This unusual pattern of combined library table and bookcase is one of a small known group that includes an example illustrated in M. Jourdain, Regency Furniture 1795-1830, London, 1965, p. 76, fig. 173, another closely related table bearing the trade label of the Regency retailer Daniell of 46 Wigmore Street sold Christie’s, South Kensington, 18 April 1990, lot 436 (£33,000 incl' premium) (C. Gilbert, Pictorial Dictionary of Marked London Furniture 1700-1840, Leeds, 1996, p. 174, fig. 276), and another sold Christie's, London, 21 November 2018, lot 80 (£187,500 incl' premium). The design is possibly derived from Sheraton’s pattern for a Library Table published between 1804-08 in his Cabinet-Maker, Upholsterer and General Artist’s Encyclopaedia, pl. 37 (J. Harris, Regency Furniture Designs 1803-1826, London, 1961, no. 25) while a further comparable design for a 'Circular Movable Bookcase' was published in Ackermann's Repository of Arts between 1809-1829.
This library table featuring distinctive and idiosyncratic carving of the lion’s head masks was possibly made by Marsh & Tatham, one of the pre-eminent cabinet-making firms in the Regency period and amongst the group of craftsmen recommended or engaged by the Prince of Wales' architect Henry Holland on commissions at Woburn Abbey and Southill Park, Bedfordshire, and at Carlton House in London (ed.
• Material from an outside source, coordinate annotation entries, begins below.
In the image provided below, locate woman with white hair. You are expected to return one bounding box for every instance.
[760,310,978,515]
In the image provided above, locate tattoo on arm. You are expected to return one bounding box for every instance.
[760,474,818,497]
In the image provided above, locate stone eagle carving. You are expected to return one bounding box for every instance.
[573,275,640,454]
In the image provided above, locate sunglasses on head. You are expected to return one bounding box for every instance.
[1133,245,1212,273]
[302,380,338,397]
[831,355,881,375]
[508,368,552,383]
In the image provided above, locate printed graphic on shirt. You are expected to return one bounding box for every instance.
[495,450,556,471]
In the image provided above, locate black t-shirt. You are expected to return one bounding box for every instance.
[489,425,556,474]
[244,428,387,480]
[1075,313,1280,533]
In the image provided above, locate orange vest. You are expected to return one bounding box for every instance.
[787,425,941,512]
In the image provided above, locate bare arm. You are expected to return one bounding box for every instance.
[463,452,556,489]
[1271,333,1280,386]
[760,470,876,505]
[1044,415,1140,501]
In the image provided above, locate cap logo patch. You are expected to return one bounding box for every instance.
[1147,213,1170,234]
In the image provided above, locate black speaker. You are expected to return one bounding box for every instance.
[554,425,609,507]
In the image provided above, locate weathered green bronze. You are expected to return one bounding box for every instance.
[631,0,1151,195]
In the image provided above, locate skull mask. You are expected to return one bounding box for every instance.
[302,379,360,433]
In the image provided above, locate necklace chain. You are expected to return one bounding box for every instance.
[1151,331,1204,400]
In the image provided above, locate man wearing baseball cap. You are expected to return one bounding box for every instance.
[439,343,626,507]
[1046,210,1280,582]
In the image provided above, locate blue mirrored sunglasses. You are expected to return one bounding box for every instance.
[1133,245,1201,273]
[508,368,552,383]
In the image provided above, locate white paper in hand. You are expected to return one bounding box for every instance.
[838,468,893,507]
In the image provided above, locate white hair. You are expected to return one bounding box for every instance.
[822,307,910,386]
G. Beard, C. Gilbert, The Dictionary of English Furniture Makers 1660-1840, Leeds, 1986, pp. 623-624). Other related tables with lion mask mounts attributed to the firm and related to the present table include a table from Harewood House, sold 'The Exceptional Sale', Christie's, London, 4 July 2019, lot 129 (£75,000 incl' premium); a pair of tables, also from Harewood, and now in the Royal Pavilion, Brighton, another from the collection of Lt. Col. S.G. Goldschmidt, Kerfield House, Ollerton, Cheshire (M. Harris & Sons, A Catalogue and Index of Old Furniture and Works of Decorative Art, London, c. 1930, Part III, p. 406, no. F 20465), and an example from the Drawing Room, Scotney Castle, Kent (C. Hussey, English Country Houses Late Georgian 1800-1840, London, 1955, p. 228, fig. 439), sold Christie’s, London, 15 November 2017, lot 226 (£100,000 incl' premium).
Newton Park, near Bath, was built for Joseph Langton by the architect Stiff Leadbetter in the early 1760s and passed to his daughter Bridget (d.1793) after her marriage in 1783 to William Gore. In the late 18th century, the grounds at Newton, were landscaped by 'Capability' Brown and were the subject of a 'Red Book' by the fashionable landscape gardner, Sir Humprehy Repton. An advantageous marriage in the 19th century by William Henry Powell Gore Langton (1824-73) to Anna, daughter of Richard Temple-Grenville, 2nd Duke of Buckingham and Chandos, eventually saw their eldest son William succeeding as 4th Earl Temple of Stowe in 1889. It's not known if the library table was an inherited piece or an acquisition, Newton Park appears to have been largely unaltered in the 19th century but the table may have been commissioned after 1813 when the 2nd Earl Temple succeeded his father, or possibly after his marriage in 1819. Newton Park was sold in 1940 after the dearth of the 5th Earl and the table was not included in the sale of contents conducted by Sotheby & Co. 9 May 1941, so it may well have been acquired privately by Leonard Knight.